1.施設の解体や撤去費用(数百万~数千万円)
▶ 建物の取り壊しや内装の撤去費用 |
2.人件費(数百万)
▶ 従業員への退職金や解雇手当金 |
3.契約の解約費用(未払金の精算)
▶ リース契約の解約費用 |
4.在庫処分(廃棄)
▶ 医薬品や医療消耗品の処分または売却 |
5.法的手続き及び会計処理費用(数百万円~)
▶ 弁護士費用や行政手続きに伴う費用 |
6.患者記録(レセプト)の管理費用(保管場所費用)
▶ 患者の医療記録の保管および移管 |
医療法人の解散および清算の手続きは複雑で多岐にわたりますが、一般的な手順は以下の通りです。
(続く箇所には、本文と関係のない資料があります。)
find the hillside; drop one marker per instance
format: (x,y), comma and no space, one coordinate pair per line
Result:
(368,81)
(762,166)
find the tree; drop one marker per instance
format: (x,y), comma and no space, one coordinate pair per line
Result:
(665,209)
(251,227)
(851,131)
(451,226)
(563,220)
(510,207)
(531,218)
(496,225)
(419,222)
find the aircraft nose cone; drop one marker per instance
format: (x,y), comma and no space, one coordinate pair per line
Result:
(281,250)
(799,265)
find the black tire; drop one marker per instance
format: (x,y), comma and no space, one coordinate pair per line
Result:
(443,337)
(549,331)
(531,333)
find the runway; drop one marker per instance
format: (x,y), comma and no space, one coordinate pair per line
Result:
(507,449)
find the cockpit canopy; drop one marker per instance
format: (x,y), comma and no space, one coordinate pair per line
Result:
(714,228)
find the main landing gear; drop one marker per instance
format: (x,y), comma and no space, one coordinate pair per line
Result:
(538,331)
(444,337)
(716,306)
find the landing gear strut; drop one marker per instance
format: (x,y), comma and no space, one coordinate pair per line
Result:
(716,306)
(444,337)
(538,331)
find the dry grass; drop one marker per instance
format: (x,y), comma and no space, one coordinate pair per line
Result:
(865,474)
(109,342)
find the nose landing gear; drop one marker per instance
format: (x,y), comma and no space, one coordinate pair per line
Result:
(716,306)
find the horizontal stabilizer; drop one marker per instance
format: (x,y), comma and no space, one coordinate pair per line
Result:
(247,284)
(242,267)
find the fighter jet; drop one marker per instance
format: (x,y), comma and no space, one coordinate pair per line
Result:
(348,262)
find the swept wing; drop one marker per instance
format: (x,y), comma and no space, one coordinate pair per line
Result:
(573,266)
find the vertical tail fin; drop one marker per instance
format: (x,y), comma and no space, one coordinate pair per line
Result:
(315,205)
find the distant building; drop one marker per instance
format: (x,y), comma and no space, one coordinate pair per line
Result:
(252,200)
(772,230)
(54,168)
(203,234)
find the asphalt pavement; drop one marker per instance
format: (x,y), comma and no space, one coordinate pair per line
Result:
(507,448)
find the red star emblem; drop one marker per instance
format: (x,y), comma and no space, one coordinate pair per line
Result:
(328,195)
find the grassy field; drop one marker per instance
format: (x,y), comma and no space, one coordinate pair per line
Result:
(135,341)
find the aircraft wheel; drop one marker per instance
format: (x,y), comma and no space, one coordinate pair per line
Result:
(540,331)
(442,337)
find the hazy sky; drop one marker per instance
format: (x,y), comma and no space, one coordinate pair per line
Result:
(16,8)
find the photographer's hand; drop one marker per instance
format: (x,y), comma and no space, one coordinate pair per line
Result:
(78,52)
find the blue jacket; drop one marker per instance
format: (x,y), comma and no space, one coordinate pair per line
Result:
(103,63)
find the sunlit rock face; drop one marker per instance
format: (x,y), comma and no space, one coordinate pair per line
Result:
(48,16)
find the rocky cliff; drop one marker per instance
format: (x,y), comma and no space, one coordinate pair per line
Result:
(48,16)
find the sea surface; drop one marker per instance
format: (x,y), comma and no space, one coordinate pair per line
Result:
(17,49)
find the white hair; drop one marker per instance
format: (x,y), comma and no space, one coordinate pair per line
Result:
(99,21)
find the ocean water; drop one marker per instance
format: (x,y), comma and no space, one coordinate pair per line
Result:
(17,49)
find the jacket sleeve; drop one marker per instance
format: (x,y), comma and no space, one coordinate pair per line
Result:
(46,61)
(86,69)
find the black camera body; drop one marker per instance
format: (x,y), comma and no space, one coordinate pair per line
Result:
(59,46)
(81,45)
具体的な手続きは管轄の地方自治体や医療法人の定款によって異なるため、専門家(コンサルタントや弁護士、会計士)に相談することがよいでしょう。
1.解散の決定(1~2カ月) 理事会および社員総会での決議に数週間から1 ヶ月程度かかることが多いです。 解散届の準備と提出にも数週間かかります。2.債権者への催告と公告(2 ヶ月以上) 法律に基づき、債権者に対する催告と公告の期間は最低2 ヶ月必要です。 この期間は債権者が債権を申し出るのを待つ期間です。 3. 財産の整理(3~6 ヶ月以上) 4. 最終清算報告の承認(1~2 ヶ月) 5.清算結了の届出と法人登記簿の閉鎖(1~2 ヶ月) |
全体として、医療法人の解散および清算手続きは、都道府県の申請時期等にもよりますが通常6 ヶ月から1年程度かかることが一般的です。しかし、個々のケースによってはさらに時間がかかることもあります。 各都道府県に事前相談の必要があります。